EVOLUTION DE LA POPULATION DES BARS (MANCHE)

 
 
   

Depuis cinq ou six ans, les fins de saisons en bord de plage, du moins sur le littoral de la Manche, se suivent et se ressemblent. Ainsi, on y prend de plus en plus de prédateurs et notamment des bars. Les vieux coureurs de plage ne se rappelaient pas avoir réalisé de telles séries de belles pêches, depuis la fin des années soixante...De même, je note depuis quelques années une augmentation constante de la taille moyenne des bars capturés.(en moyenne +3cm depuis 1995, taille moyenne en 1995 16cm soit en 1999 16cm+5*3= 31 cm.). Au printemps 2000, la tendance se confirme car les bars capturés (même s'ils sont un peu moins nombreux) avoisinent la taile légale de 36 cm.

A mon avis, trois raisons principales peuvent expliquer cette embellie.

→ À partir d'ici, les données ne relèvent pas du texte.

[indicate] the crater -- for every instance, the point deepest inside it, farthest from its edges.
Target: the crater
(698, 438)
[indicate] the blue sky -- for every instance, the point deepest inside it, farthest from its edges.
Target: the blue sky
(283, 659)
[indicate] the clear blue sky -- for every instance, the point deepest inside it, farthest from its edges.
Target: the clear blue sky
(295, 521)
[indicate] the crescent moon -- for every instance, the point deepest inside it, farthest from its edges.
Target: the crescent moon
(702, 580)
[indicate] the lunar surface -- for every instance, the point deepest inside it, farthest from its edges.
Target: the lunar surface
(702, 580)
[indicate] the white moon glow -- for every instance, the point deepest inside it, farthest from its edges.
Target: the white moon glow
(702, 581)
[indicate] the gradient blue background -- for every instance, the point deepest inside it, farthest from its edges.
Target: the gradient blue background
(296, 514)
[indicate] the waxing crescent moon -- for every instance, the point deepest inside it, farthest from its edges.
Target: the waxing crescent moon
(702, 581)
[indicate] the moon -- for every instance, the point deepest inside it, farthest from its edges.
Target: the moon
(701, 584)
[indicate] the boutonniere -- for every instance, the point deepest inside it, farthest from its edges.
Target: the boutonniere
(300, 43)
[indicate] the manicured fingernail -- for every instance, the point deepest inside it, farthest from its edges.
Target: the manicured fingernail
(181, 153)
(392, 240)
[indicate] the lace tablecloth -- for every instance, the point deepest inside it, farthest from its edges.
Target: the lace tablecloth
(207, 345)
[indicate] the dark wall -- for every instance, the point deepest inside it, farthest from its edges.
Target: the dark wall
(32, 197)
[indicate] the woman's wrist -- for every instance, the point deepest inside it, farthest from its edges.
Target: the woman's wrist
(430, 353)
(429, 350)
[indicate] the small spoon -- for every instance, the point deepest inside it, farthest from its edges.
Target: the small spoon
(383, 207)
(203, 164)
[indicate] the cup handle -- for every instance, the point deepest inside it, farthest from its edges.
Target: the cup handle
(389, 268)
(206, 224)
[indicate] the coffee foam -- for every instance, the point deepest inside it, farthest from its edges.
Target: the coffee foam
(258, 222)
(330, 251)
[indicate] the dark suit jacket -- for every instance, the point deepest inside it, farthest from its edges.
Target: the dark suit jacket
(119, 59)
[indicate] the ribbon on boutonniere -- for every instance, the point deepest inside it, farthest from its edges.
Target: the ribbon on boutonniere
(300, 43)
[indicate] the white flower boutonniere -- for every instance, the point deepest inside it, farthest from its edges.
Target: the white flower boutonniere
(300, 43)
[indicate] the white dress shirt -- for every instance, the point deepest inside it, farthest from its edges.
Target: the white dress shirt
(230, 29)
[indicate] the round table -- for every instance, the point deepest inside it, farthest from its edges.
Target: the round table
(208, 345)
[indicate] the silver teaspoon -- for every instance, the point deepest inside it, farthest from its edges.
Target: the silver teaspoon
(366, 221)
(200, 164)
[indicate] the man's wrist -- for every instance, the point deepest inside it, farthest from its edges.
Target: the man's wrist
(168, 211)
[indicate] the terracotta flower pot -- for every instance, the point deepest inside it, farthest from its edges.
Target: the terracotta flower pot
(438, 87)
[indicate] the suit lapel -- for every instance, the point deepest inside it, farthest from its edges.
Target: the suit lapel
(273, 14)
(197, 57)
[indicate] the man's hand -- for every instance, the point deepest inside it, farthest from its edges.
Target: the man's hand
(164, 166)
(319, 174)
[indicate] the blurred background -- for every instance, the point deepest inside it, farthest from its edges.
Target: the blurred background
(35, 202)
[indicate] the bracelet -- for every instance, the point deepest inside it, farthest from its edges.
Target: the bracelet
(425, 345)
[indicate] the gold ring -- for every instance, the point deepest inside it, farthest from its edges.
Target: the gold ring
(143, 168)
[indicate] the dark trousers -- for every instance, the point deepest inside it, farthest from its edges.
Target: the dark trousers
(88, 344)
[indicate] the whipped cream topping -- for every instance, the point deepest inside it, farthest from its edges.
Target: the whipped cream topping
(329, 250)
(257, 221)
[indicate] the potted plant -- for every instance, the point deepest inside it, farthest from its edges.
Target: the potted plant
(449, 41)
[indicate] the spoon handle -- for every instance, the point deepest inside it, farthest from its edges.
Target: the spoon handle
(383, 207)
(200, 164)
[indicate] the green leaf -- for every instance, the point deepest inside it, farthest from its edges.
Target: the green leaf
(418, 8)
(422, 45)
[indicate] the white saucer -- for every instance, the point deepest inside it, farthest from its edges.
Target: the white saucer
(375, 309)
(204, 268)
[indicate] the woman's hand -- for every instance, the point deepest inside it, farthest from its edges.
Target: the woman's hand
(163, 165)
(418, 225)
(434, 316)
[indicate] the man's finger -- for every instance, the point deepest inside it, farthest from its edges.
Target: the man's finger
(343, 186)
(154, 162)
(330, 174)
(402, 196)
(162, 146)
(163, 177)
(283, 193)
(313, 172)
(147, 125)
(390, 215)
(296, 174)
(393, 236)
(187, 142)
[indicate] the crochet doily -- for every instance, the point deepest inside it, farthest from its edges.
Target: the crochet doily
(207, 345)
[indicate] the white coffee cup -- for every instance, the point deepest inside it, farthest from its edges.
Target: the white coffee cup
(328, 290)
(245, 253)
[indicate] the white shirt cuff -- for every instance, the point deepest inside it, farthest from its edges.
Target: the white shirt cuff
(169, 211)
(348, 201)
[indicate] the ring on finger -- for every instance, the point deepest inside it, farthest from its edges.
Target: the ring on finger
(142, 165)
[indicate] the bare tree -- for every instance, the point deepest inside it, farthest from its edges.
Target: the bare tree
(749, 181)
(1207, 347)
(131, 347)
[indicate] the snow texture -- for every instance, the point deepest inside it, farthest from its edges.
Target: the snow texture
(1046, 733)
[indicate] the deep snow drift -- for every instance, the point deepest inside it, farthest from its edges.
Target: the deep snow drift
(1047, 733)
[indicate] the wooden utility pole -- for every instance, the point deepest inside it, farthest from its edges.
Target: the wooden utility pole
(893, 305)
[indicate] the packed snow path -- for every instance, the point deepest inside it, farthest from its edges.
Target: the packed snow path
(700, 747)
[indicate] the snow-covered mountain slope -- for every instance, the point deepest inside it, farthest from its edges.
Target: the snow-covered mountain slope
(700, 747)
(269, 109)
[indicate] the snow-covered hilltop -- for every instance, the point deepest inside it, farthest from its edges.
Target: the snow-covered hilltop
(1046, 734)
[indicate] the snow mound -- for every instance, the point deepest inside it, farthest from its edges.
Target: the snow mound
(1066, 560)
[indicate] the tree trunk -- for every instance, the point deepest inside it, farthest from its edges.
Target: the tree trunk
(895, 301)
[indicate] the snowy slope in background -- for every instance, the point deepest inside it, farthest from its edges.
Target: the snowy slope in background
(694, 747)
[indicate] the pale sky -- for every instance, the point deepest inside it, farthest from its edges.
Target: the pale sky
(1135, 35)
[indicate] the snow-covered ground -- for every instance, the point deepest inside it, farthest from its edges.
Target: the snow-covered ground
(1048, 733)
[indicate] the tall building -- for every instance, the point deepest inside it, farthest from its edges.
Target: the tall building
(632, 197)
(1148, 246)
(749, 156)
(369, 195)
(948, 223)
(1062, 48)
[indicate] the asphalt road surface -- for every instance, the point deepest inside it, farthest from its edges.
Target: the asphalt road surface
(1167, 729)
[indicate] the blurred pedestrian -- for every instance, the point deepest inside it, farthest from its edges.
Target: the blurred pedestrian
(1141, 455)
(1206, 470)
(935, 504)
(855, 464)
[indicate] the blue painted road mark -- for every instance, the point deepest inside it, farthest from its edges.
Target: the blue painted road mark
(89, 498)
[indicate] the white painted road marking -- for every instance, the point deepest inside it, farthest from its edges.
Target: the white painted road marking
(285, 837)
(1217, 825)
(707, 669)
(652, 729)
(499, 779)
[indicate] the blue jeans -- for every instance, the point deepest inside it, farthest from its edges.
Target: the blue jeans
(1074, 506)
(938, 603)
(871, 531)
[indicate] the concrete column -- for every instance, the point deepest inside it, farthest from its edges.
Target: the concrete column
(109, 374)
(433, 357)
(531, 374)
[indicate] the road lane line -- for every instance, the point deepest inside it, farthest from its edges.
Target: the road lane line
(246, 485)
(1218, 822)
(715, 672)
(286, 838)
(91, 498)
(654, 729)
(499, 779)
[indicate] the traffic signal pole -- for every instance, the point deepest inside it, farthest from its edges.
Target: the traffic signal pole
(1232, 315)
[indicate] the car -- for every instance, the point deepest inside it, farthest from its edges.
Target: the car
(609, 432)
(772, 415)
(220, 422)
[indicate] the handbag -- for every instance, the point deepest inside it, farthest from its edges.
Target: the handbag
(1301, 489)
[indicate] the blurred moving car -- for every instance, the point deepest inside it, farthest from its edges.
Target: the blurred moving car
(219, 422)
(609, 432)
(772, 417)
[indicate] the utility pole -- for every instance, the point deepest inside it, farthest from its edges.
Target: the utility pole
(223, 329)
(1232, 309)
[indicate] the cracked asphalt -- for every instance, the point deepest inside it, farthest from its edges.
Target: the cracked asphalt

1) Depuis pratiquement une dizaine d'années, nous n'avons pas connu d'hivers rigoureux sur les côtes de la Manche. Or, dans cette mer peu profonde, la survie des poissons d'une année sur l'autre (surtout des plus jeunes classes d'âge) est en grande partie conditionnée par les températures minimales de janvier, février ou mars.
Le bar, ne l'oublions pas, se trouve dans la Manche et le sud de la mer du Nord, dans sa zone d'extension la plus septentrionale. Dans ces régions, sa croissance est extrêmement lente (8 à 10 ans pour atteindre 4 à 5 kg) et l'espèce, on le conçoit, est très vulnérable aux facteurs conditionnant l'abondance de nourriture. En revanche, dans ces mêmes régions (et 1995 n'aura pas fait exception, bien au contraire), les étés ont été " anormalement " chauds depuis la fin des années 80, ce qui signifie dans des eaux réchauffées une explosion de phytoplancton, donc une abondance de zooplancton conditionnant elle même une multitude de poissons-fourrages: sprats, lançons, équilles, crevettes et mollusques qui sont les proies des prédateurs comme les bars, les maquereaux, les lieux, etc.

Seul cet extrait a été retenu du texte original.